Today, Reuter's had an interesting article on Craig Mundie's vision of a parallel world. Craig Mundie is Microsoft's Chief Research and Strategy Officer and has inherited the mantle of Microsoft visionary from Bill Gates himself.

The article caught my eye for multiple reasons. I had the good fortune to work for Craig Mundie's company, Alliant Computer Systems (mentioned in the article) quite a few years back, doing what he suggests only a handful of people know how to do, mapping serial applications to parallel computers. It was an interesting experience. These were massive applications running into tens or hundreds of thousand lines of code which had to scale on multiprocessor systems to deliver performance and compete against supercomputers like Cray. The performance delivered could make or break the sale of multimillion dollar systems.

Yes, Craig is a visionary and always has been. To be picked as Bill Gates' successor in this role is acknowledgement enough. But, as he himself points out, having a vision is one thing, predicting when it will happen is another :-) I am sure those of us in the '80s and '90s who thought parallel computing was ready to take off can attest to that.

The current shift to parallel computing is born out of necessity, with single processors reaching capacity limits in terms of heat, power consumption and semiconductor process technology. Craig predicts the arrival of a new "killer app" to take advantage of the coming powerful parallel computing platforms and even a new programming language. He defines his challenge as taking Microsoft past its traditional strengths into new technology areas. This will be interesting to watch, because he has been an advocate of Microsoft's early participation in web based television and other leading edge areas, much before they were fashionable or profitable. It will be like Microsoft taking on some Silicon Valley attributes :-)
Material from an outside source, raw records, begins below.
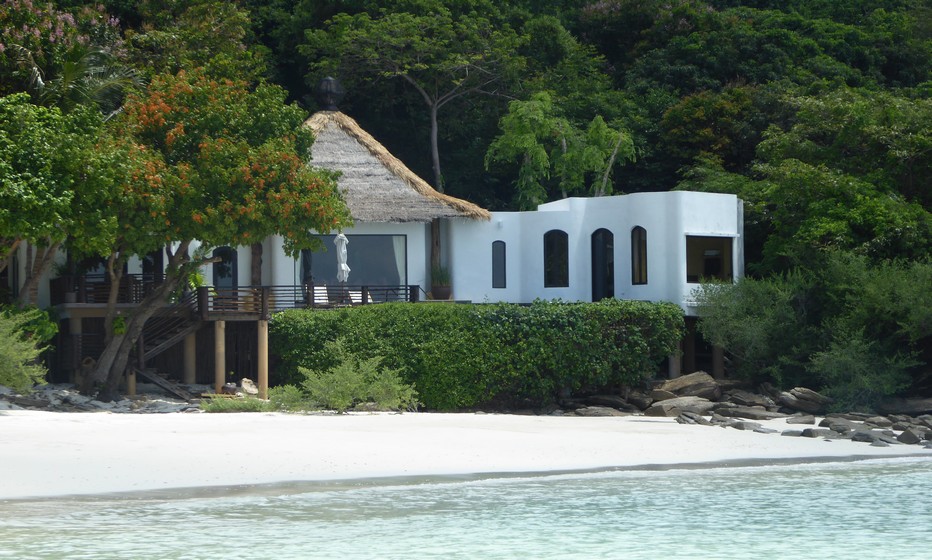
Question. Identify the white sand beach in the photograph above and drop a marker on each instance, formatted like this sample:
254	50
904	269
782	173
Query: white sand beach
55	454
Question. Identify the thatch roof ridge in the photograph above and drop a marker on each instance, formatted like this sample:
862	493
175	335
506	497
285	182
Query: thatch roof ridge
322	119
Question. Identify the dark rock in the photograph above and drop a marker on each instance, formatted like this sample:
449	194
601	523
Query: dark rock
853	416
697	384
696	418
747	398
809	395
606	400
821	432
599	411
879	421
865	436
613	402
912	407
749	413
674	407
840	427
909	437
744	425
640	399
791	401
28	402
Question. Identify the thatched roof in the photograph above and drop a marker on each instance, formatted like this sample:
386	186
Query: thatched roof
377	186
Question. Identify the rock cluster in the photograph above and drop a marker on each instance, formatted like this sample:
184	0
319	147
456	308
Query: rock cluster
698	398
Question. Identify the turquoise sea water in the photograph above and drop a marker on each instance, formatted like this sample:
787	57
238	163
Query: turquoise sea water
874	509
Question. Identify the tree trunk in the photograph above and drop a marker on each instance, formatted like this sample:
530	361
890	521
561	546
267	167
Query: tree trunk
113	361
255	275
10	248
37	265
435	148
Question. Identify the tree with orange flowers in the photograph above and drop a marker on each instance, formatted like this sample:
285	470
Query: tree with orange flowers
210	161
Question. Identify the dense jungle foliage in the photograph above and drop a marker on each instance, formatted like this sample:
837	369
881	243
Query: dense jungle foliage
815	112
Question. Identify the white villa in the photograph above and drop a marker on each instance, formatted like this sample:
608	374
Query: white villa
644	246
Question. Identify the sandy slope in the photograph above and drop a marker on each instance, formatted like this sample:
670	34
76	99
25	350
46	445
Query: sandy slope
52	454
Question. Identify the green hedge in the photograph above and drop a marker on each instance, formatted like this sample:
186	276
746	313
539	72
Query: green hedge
463	356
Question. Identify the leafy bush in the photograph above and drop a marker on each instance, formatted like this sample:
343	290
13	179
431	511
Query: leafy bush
21	333
351	382
462	356
857	374
247	404
856	331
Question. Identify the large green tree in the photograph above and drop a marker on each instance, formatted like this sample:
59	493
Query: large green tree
217	162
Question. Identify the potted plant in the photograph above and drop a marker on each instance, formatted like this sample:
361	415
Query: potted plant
440	283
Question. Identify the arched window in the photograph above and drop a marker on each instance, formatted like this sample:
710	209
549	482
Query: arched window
603	264
556	259
498	264
638	255
224	271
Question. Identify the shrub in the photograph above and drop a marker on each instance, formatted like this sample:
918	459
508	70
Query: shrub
246	404
464	356
857	374
351	382
19	348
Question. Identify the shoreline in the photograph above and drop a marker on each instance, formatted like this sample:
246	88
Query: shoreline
50	454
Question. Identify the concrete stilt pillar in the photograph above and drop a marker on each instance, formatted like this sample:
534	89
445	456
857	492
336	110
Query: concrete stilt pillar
130	382
263	359
675	362
190	359
718	362
220	352
76	329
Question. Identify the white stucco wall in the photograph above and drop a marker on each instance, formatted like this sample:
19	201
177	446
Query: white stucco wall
668	218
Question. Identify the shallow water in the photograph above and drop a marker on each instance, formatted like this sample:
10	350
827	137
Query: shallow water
874	509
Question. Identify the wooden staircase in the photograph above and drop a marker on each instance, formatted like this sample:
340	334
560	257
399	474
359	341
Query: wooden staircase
165	384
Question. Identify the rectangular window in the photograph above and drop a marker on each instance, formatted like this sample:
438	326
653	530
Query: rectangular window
638	256
708	258
556	259
498	264
374	260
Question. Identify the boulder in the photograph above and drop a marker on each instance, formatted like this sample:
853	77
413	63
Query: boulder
612	401
675	407
912	407
750	413
879	422
249	387
599	411
805	394
822	433
747	398
694	418
661	395
909	437
698	384
640	399
792	400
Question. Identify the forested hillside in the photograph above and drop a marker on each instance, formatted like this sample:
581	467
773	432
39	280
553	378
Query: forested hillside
815	112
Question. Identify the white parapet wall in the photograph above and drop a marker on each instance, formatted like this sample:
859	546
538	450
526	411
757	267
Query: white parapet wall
689	236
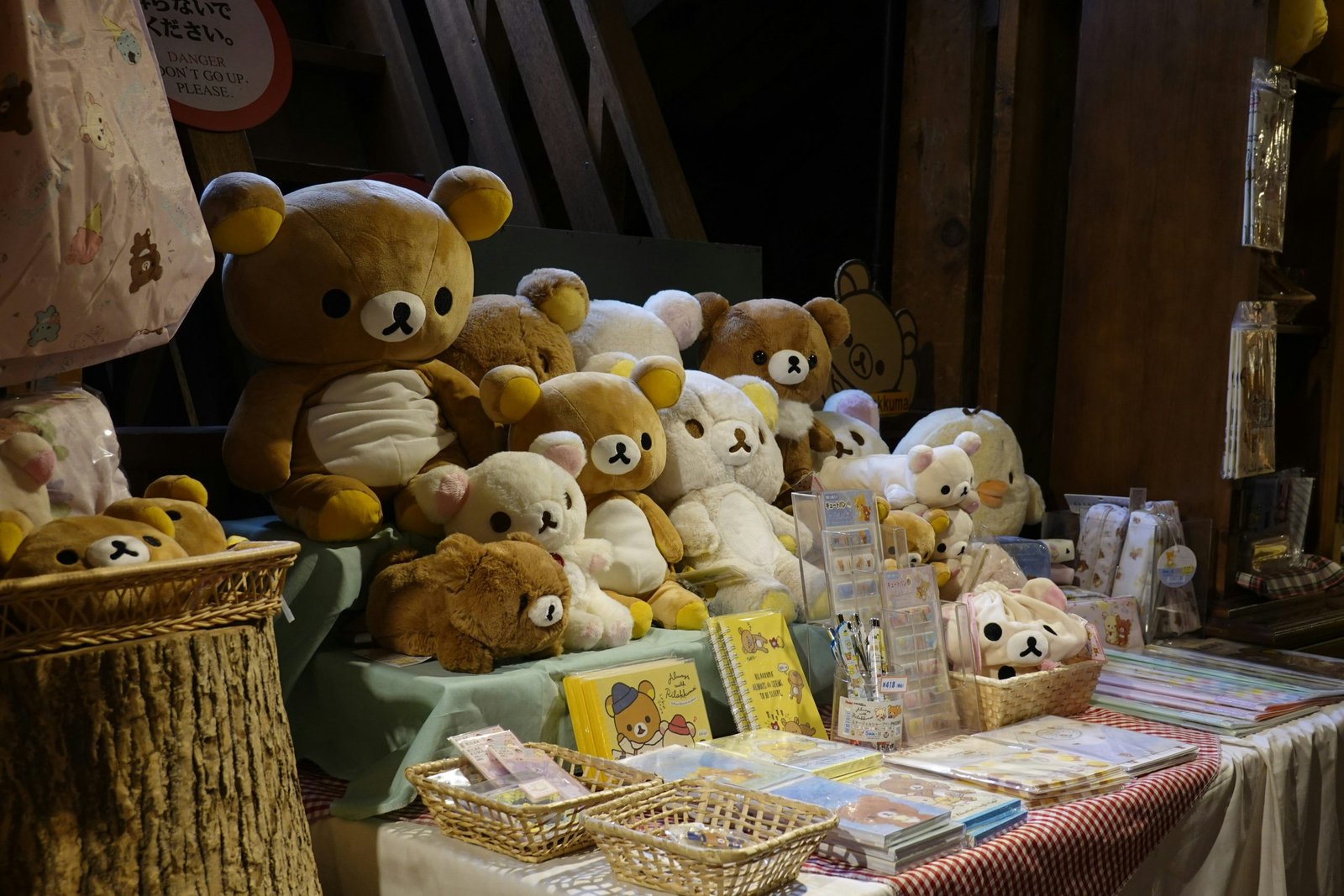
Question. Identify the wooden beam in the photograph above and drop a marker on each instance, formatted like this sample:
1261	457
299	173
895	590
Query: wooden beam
558	114
405	101
636	118
933	258
483	107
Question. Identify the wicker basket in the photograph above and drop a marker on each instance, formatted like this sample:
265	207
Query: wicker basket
1062	691
783	835
45	613
528	833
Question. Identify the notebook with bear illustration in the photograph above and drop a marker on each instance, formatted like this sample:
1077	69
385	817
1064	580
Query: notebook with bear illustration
815	755
763	674
624	711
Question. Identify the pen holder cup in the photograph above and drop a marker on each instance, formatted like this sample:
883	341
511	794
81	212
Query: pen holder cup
864	716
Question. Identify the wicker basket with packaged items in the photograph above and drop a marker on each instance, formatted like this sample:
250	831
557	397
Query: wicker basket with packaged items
528	832
702	839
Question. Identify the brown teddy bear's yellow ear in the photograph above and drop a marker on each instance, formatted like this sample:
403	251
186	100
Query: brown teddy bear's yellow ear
559	295
141	511
660	378
833	318
476	201
181	488
242	211
712	307
508	392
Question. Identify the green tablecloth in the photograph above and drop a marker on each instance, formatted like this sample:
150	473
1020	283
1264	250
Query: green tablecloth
367	721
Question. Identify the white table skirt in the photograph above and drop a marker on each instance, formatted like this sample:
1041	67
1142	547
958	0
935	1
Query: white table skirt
1269	824
409	859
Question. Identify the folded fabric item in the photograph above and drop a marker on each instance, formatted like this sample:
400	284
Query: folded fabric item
1314	575
1100	539
78	426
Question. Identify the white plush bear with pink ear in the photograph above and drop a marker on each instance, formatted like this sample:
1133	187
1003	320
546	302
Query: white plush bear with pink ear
534	492
936	477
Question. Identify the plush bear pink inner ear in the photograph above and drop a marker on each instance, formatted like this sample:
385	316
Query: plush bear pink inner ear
450	495
564	449
968	443
920	458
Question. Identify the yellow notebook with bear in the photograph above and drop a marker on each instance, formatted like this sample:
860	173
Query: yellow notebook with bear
629	710
763	674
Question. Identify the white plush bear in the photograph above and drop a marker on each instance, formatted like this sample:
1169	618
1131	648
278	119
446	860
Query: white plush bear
1008	496
669	322
723	469
1018	631
534	492
853	419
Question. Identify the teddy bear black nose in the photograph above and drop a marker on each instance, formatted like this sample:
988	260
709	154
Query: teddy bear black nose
121	550
401	313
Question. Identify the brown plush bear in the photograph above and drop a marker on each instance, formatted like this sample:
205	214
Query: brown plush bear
530	329
470	605
790	347
181	501
627	450
351	291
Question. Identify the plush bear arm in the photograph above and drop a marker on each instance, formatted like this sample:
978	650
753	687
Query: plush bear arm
699	535
460	402
260	439
457	652
664	533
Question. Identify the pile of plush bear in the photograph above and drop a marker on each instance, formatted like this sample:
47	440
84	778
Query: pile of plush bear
554	446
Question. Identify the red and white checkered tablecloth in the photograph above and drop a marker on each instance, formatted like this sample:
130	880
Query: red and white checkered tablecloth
1089	846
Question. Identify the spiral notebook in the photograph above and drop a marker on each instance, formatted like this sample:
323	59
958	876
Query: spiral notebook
763	674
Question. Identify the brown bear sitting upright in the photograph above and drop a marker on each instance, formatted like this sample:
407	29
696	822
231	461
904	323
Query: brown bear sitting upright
790	347
530	329
351	291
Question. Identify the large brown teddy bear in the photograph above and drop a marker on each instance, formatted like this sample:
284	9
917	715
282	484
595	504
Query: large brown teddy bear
530	329
617	418
790	347
470	605
351	291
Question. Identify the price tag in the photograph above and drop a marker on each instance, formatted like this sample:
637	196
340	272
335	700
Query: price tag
891	684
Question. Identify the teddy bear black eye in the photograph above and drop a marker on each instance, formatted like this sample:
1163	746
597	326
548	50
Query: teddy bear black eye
336	302
444	300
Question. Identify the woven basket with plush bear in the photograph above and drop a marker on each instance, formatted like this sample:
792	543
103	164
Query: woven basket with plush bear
1034	658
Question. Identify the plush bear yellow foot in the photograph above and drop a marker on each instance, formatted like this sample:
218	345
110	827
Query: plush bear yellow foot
642	614
780	602
347	516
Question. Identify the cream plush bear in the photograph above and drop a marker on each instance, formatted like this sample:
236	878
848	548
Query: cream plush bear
1018	631
534	492
853	421
669	324
1008	497
723	469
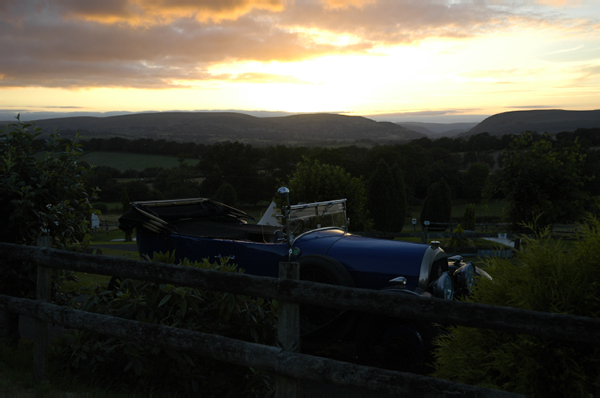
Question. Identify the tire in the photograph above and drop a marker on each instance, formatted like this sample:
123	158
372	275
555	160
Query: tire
323	323
395	343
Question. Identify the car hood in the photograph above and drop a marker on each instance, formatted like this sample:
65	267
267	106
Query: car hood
372	262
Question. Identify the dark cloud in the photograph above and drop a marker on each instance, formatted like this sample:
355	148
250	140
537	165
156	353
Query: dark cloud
158	43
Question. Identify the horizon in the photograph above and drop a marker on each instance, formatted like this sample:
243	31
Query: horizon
448	61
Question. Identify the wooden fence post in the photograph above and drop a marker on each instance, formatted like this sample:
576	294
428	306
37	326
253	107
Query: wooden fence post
288	332
40	342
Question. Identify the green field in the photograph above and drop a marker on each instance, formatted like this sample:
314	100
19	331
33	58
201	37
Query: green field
125	161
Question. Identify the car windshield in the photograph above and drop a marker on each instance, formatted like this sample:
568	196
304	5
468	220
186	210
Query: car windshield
319	215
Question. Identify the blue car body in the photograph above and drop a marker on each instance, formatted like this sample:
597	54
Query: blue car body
315	236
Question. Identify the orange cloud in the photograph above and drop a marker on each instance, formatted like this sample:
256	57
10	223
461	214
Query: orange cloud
153	12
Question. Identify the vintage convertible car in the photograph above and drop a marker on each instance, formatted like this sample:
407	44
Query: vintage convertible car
316	236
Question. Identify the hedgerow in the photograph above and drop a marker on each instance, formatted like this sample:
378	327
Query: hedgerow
547	275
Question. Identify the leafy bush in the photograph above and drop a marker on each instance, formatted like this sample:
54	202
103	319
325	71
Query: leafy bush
313	181
458	239
129	365
42	193
437	207
469	217
549	276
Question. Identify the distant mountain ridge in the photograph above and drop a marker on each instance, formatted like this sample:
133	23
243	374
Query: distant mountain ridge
437	130
551	121
212	127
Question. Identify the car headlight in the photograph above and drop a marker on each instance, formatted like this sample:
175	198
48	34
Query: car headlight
444	287
465	277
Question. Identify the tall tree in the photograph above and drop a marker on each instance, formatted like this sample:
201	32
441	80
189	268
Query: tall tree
380	194
399	201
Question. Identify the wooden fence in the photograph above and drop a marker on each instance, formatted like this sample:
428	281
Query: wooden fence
287	364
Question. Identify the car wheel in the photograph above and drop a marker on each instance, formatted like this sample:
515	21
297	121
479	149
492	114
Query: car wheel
395	343
322	323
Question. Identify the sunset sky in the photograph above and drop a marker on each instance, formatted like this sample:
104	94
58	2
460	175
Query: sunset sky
390	60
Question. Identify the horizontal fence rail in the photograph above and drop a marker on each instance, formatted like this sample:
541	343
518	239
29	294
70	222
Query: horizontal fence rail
555	326
238	352
515	320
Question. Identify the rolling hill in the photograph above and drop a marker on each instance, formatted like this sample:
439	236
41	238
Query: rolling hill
550	121
212	127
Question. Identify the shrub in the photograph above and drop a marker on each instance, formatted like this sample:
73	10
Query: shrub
226	194
144	369
437	207
469	218
547	277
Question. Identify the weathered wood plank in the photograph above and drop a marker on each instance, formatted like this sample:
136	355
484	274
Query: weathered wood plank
288	332
514	320
229	350
40	341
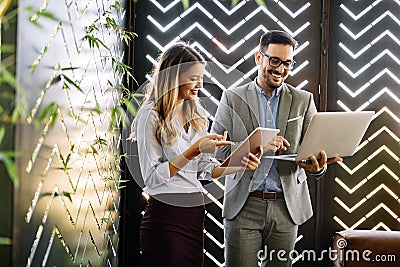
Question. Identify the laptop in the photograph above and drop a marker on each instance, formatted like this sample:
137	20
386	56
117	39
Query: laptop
337	133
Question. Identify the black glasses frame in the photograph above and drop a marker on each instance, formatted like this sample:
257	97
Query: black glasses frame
276	61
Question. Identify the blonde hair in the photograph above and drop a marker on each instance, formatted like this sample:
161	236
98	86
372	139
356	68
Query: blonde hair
164	91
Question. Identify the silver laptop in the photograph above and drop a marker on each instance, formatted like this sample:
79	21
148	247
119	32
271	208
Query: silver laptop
337	133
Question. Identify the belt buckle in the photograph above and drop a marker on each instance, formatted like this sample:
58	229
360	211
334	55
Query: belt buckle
269	193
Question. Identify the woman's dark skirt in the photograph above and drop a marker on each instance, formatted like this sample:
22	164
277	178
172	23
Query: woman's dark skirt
172	234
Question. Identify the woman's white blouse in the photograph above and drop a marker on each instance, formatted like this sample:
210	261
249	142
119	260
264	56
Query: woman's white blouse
154	158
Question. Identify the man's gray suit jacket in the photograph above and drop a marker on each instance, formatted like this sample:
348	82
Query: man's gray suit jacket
238	113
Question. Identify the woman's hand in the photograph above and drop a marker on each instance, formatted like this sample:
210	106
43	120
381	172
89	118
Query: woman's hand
211	143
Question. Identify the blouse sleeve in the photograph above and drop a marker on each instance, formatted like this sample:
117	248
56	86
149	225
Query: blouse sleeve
154	170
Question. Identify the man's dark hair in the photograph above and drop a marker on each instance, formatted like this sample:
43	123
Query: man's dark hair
276	37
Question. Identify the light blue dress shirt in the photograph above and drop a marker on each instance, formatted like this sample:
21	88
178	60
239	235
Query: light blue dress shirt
267	178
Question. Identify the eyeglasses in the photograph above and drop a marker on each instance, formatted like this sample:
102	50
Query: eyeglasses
276	62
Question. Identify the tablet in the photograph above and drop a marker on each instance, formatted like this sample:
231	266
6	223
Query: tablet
337	133
259	137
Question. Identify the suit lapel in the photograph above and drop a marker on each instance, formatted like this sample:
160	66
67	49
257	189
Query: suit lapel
284	109
252	100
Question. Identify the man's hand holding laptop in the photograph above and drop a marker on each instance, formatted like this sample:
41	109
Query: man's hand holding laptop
313	165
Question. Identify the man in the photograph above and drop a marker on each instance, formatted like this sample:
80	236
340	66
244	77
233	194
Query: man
263	208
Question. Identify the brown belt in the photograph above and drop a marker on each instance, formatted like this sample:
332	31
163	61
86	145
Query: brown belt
267	195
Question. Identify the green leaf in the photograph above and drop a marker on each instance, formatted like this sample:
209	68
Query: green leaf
2	133
68	81
5	241
10	167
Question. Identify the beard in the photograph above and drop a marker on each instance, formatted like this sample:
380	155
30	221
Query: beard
269	80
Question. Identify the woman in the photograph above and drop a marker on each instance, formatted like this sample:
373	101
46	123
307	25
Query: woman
174	152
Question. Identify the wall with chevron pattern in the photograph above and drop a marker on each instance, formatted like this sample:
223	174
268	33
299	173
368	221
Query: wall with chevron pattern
360	193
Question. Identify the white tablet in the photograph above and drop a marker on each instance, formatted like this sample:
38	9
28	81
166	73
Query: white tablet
259	137
337	133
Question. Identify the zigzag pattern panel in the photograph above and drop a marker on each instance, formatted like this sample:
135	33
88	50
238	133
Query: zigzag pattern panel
68	200
367	185
228	37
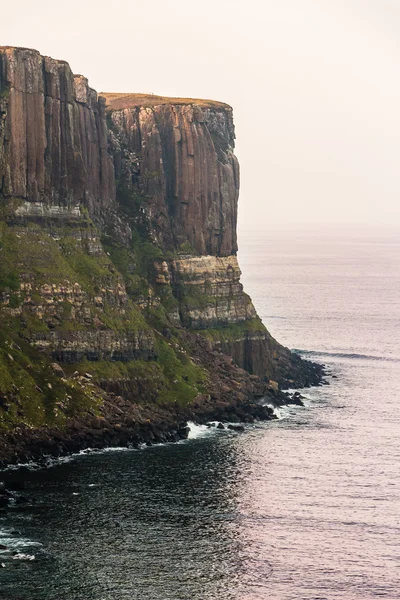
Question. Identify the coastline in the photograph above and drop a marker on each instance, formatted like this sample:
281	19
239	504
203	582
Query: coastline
122	423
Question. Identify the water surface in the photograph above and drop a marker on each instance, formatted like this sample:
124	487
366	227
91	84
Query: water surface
307	507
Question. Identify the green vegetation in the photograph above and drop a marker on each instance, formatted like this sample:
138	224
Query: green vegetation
122	101
31	393
235	331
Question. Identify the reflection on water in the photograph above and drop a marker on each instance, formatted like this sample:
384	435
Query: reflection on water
303	508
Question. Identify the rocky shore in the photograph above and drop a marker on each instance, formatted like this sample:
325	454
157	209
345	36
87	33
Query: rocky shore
235	397
122	313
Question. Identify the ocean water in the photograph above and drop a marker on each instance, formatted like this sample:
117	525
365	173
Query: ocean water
304	508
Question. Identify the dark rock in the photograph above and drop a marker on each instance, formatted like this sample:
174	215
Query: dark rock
238	428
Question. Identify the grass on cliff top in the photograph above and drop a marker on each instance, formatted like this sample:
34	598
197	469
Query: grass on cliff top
115	101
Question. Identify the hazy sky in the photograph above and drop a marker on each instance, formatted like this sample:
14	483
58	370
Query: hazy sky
315	87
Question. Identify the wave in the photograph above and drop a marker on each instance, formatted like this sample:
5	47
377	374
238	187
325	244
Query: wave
346	355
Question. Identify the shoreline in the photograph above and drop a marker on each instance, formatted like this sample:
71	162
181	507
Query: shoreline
122	424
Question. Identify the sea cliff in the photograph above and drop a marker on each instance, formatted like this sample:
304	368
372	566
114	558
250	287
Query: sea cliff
121	308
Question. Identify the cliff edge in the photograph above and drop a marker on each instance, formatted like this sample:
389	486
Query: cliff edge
118	273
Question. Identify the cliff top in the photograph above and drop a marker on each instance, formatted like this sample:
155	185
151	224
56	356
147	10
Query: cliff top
116	101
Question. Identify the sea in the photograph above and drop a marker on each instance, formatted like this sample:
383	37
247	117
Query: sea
303	508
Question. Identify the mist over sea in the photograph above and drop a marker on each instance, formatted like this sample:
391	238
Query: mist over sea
304	508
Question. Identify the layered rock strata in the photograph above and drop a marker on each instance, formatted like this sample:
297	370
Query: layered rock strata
53	134
118	259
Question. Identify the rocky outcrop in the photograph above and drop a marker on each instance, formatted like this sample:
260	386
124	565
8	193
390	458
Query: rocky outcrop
118	260
210	292
176	160
53	134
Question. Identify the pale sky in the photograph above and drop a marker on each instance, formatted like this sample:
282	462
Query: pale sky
315	87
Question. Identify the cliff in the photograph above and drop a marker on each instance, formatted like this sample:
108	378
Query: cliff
118	249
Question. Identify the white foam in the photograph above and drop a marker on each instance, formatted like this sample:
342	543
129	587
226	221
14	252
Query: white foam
199	431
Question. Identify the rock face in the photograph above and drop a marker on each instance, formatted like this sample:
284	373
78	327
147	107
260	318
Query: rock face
53	134
179	158
118	252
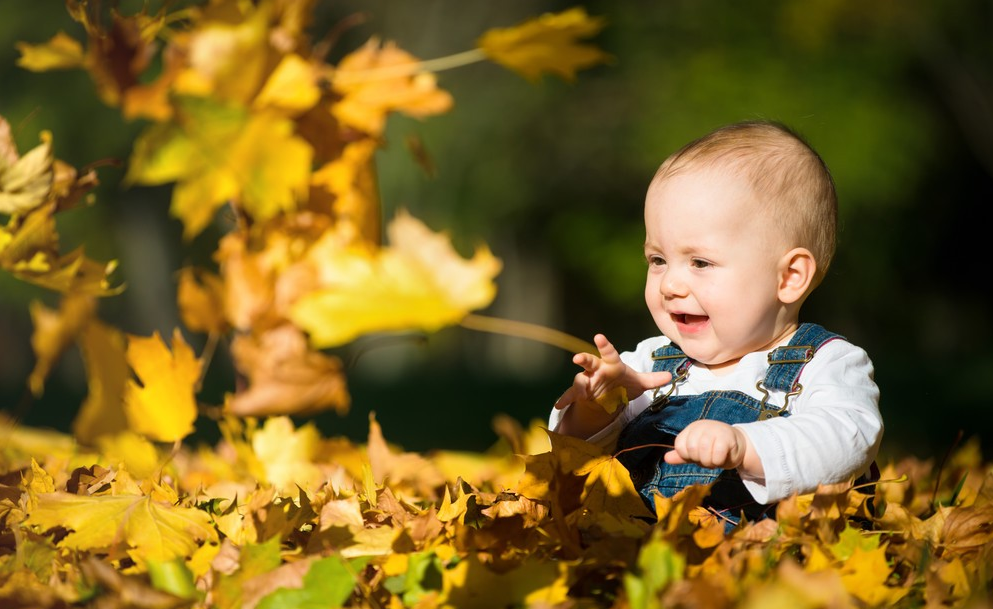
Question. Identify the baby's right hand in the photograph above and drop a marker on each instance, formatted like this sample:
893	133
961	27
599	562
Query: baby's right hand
593	386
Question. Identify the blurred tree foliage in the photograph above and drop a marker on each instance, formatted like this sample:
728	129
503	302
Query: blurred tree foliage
896	96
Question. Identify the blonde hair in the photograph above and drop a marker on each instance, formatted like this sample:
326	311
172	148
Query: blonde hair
784	171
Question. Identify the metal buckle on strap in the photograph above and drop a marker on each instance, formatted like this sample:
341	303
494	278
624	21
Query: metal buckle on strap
807	355
766	411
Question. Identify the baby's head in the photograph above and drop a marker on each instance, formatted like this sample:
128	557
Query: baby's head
790	181
740	227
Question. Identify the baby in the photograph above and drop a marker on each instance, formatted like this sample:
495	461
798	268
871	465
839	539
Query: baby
736	392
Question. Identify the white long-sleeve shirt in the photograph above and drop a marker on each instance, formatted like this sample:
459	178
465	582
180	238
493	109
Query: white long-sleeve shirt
833	431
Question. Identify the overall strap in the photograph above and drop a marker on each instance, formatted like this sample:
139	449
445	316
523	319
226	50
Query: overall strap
671	359
786	362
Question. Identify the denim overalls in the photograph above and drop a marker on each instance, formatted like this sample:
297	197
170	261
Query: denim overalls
667	416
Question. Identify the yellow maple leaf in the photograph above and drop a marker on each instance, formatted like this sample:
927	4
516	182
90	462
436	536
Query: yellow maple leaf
285	375
292	86
608	488
546	44
62	51
864	575
350	179
419	282
53	332
376	80
218	154
226	58
29	251
163	407
287	455
147	529
102	412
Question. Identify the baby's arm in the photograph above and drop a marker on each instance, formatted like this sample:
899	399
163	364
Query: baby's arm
601	375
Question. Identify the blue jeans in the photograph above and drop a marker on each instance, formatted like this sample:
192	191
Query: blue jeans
667	416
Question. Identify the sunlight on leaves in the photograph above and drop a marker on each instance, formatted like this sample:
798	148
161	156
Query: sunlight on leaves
418	282
147	529
162	407
548	43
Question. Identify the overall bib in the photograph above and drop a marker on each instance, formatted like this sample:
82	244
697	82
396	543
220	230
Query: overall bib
668	415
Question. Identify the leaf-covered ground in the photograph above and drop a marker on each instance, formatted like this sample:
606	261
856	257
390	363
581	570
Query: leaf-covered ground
278	516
This would explain the rate of Microsoft's Silicon Valley acquisitions over the last decade. Dean Takahashi has an interesting take on Microsoft's recent bid for another Valley icon. Speaking of Dean, he has succumbed to the Valley's entrepreneurial lure and has ceased to write for the Mercury News. I am sorry to see him leave because he is one of the best technology columnists I have read and he captures the beat of the Valley so well. But, as always, endings mean new beginnings. I wish him well in his new venture.


Monday, March 3, 2008

Making money off Social Networks

On Tuesday, February 19th I attended the MIT/Stanford Venture Lab event on Shaking the Money Tree of Multi-Platform Social Networks. Like the one on Green Tech for the consumer market in January, this one was also a sold out event. However, the similarity ends there, since they are two completely different markets. The panel was moderated by Jeremiah Owyang, a Senior Analyst at Forrester and consisted of panelists from two startups Social Media and Rock You and from more established players Bebo and Google, with Kevin Gullicksen from Morgenthaler Ventures giving the VC perspective. Jeremiah gives a nice summary of the event on his most excellent blog, with links to notes from others. As the post states, it was a most excellent event.

Jeremiah's introductory slides classifying the online community and showing the demographics of the creators versus spectators were very interesting. For those interested he has his slides posted on his blog. It would be pointless to reiterate the summary which Jeremiah and others have covered earlier. But, the two things which stood out to me were 1) the proliferation of competitors, perhaps due to the low barrier to entry and 2) the difficulty of monetizing the social networks in spite of a plethora of apps and widgets on sites like Facebook and others. Social Media did point to several of their app developers making some money, but clearly scaling revenue seems to be an issue at this point.

However, what was most striking was the energy and exuberance of the community. Its almost as if they did not care whether they made money as long as they had fun creating the networks and the applications. Perhaps that was the source of most of these networks and the making money part came as an afterthought. It will be most interesting to see which of these networks turn out to be profitable and why.